Ecco allora che, ripensando all’incontro con Clara Sánchez, inizio a mettere a fuoco qual è stato per me il suo vero significato. Quale messaggio ci ha lasciato questa scrittrice, più o meno coscientemente? Uno importantissimo: la cultura non è cosa avulsa dalla realtà. E per realtà intendo molte cose in una: in prima istanza l’attualità, il mondo intorno a noi che, oggi più che mai, per il suo ritmo frenetico, l’intensità della violenza che scatena, la complessità dei suoi linguaggi, richiede allo scrittore, all’artista, testimonianza e partecipazione.

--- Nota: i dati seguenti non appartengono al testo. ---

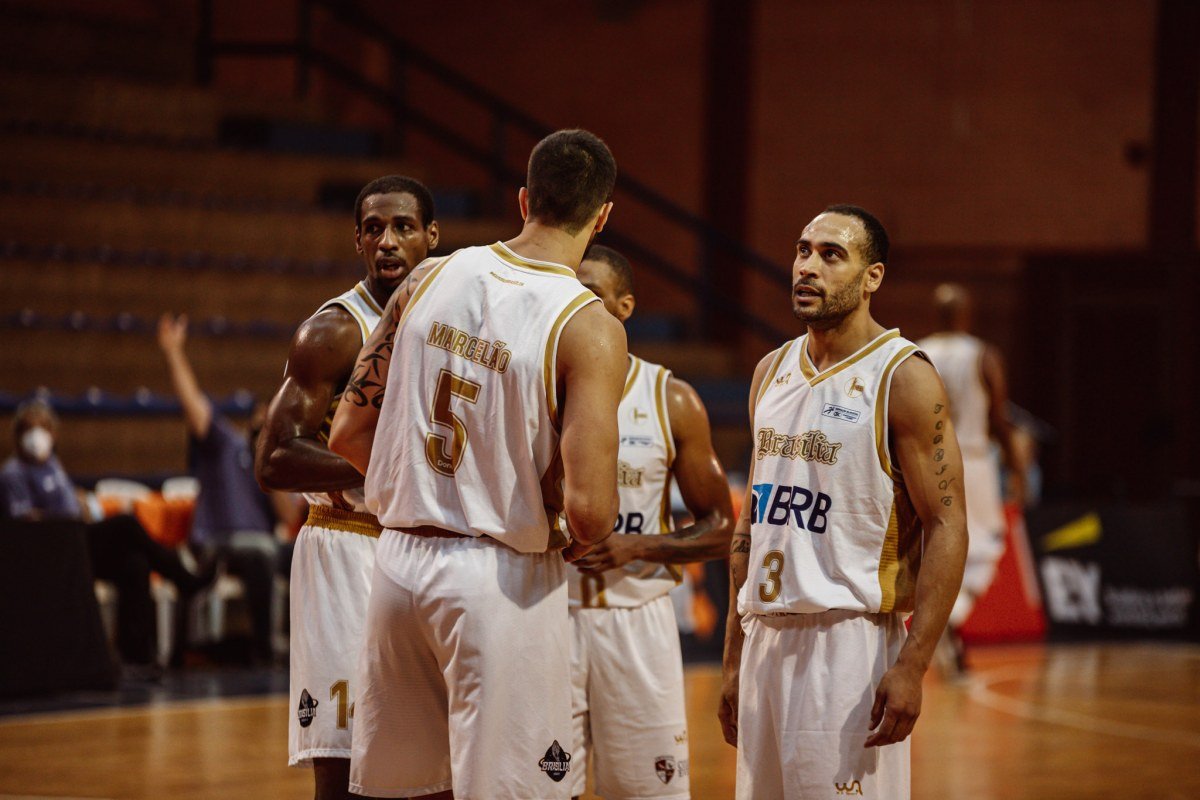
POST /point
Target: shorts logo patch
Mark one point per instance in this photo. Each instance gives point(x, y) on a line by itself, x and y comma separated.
point(665, 767)
point(556, 763)
point(307, 710)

In secondo luogo la verità, perché cos’altro è la letteratura se non un modo per conoscerci e riconoscerci attraverso la bellezza della parola? E in ultimo cito una realtà molto più piccola e più “nostra” (di noi docenti e studenti), una realtà della quale ci occupiamo tutti i giorni, che per noi, qui ed ora, è la vita stessa: la Scuola. Riformulo dunque il messaggio: la lezione che personalmente ho appreso e che ho la sensazione sia arrivata, potente e intensa, grazie a questo incontro, è che NOI (la nostra comunità) STIAMO FACENDO CULTURA. La scoperta dell’acqua calda? Forse, per alcuni, me lo auguro. Ma come docenti sperimentiamo tante, troppe volte, la sensazione che i nostri studenti percepiscano la letteratura, la cultura in generale, come qualcosa di lontano, freddo, morto, stagnante, che gli insegnanti tentano di fargli ingurgitare come una medicina amara, olio di ricino dei loro lunghi giorni (sei giorni a settimana per cinque anni!!) condivisi con noi, spacciandola per ambrosia, fiamma di conoscenza, mentre loro rimangono convinti, pur regalandoci qualche sorriso e soddisfazione qua e là, che la vita vera va in scena altrove.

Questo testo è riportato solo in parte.